Suddenly, I have no complaints. Or perhaps I should put it another way — I have complaints, but I’m tamping them down and putting them aside.
Not only am I keeping my mouth shut, I’m silencing the inward voice that whines its wishes inside my brain.
Complaints come so easily to me. For example, if I think back to yesterday, I recall complaining about being cold and tired. I actually voiced those complaints to other people. But because I was cold and tired, I stayed inside for the day and hardly spoke to anyone. I reserved my whining for myself and wished for things I didn’t have — a tidier house, Chinese take-away for supper.
But my complaints fell silent on Wednesday as I watched news reports of Haiti, where people no longer have houses to tidy, or restaurants to order food from, or beds to sleep in, or blankets to keep them warm.
When they complain that they are cold, tired, hungry and thirsty, they are voicing reality.

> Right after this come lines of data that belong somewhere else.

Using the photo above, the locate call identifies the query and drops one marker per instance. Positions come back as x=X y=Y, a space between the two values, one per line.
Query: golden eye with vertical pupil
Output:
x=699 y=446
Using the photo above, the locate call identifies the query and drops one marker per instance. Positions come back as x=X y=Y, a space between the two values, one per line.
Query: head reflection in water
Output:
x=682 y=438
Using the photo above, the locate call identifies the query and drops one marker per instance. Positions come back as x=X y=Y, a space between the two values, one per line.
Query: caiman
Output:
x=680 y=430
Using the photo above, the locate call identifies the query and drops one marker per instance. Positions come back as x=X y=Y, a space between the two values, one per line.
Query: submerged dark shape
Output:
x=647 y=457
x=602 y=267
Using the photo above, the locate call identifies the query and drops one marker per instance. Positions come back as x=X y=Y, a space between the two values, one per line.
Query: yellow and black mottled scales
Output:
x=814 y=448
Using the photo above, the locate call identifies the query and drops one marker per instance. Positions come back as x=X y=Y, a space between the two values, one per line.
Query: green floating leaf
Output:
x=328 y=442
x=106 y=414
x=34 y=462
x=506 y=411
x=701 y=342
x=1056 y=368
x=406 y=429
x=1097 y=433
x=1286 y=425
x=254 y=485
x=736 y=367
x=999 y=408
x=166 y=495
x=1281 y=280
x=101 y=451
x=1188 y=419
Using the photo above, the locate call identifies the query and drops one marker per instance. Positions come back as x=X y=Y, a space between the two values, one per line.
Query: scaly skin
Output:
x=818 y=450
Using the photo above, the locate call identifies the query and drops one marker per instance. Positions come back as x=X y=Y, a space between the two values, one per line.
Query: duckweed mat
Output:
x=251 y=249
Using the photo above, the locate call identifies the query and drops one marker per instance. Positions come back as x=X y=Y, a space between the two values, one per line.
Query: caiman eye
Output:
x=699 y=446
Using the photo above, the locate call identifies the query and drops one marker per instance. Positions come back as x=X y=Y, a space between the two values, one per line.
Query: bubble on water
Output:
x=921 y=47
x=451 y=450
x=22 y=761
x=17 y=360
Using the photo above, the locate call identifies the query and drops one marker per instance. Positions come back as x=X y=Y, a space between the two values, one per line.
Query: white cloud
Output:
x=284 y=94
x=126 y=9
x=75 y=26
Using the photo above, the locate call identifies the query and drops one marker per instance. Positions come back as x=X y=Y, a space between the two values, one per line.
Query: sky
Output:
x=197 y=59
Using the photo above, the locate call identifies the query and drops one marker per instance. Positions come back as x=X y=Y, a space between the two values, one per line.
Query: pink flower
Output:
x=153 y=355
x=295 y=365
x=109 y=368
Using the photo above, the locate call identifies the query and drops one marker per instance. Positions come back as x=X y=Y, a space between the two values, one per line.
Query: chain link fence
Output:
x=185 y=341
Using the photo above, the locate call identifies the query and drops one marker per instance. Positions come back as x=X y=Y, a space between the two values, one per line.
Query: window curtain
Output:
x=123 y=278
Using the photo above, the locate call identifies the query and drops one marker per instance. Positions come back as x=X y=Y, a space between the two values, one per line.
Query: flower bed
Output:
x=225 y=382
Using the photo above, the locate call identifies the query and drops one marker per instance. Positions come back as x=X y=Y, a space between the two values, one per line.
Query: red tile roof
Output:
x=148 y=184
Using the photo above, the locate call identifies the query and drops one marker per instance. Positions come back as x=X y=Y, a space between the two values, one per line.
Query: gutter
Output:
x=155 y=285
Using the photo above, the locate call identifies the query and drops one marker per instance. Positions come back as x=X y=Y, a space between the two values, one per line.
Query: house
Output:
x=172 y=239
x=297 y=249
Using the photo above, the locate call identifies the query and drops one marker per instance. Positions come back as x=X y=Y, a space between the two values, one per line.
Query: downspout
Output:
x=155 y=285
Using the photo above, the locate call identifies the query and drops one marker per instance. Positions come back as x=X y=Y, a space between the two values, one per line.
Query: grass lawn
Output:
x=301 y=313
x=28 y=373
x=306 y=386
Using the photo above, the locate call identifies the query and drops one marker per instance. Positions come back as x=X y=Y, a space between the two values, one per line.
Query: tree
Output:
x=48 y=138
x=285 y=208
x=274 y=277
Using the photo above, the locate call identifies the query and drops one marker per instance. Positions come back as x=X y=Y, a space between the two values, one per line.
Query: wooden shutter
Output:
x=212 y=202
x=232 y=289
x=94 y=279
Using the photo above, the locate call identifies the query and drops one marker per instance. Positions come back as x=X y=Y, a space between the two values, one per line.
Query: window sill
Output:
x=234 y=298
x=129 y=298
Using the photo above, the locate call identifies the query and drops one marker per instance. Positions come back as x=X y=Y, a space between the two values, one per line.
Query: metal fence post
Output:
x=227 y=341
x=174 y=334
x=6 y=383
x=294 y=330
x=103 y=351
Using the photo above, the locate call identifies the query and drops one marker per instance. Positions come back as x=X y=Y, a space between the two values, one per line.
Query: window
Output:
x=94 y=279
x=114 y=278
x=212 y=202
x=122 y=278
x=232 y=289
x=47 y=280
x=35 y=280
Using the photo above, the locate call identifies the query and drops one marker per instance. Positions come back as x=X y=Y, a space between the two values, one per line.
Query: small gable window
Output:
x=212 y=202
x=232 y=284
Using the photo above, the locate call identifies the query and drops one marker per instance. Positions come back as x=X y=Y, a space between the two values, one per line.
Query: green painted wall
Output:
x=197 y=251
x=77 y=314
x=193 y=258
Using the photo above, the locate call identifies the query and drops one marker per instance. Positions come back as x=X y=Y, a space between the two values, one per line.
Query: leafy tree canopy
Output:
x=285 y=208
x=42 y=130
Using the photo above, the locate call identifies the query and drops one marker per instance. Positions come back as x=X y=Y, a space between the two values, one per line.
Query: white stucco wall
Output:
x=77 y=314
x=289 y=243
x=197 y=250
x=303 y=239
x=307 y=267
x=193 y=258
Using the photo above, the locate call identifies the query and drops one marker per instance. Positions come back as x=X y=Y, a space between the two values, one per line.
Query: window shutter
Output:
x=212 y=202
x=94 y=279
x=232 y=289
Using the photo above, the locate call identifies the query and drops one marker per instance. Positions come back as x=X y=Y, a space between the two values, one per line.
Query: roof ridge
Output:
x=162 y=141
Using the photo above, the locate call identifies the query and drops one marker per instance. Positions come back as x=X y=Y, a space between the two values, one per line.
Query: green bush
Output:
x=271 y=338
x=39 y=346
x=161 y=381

Their voices call out in need, not complaint.
I cannot fathom the destruction of Haiti from this week’s earthquake.
I look at the photos of smashed buildings and dead bodies covered in sheets, but I cannot comprehend just how horrific it must be on the small Caribbean island that shares the Atlantic Ocean with us and is part of what we call The Americas.
And yet this disaster seems closer to home than others that have rocked our world in the last decade. There is good reason for this, not only because we are trans-Atlantic neighbours, but because Haiti is only a friendship or family member away for so many Canadians.
It makes me give away my need to complain. I simply can’t complain when I think about Haiti.
If I’m thirsty, I have a half a dozen options to quench my thirst, including clean tap water. If I’m cold, I simply turn up the thermostat or, if I’m worried about the heating bill, add another blanket to my bed. If I’m tired, I can sit myself down in a chair, or lie down in a bed. If I’m hungry, I take food out of the freezer, or pick up the phone and order a Chinese combination plate, pick up.
Today, millions of Haitians have none of the options I’ve just listed. Thousands no longer even have life. I cannot comprehend the magnitude of this. But I can respond. I can stop complaining. And I can give money.
At least 2,000 bodies lay in the street. Most of them were in a makeshift outdoor graveyard, where bodies were stacked on top of one other. An additional 1,000 bodies lay stacked inside the hospital’s morgue. Some of the bodies had been brought there by relatives, and others had died at the hospital.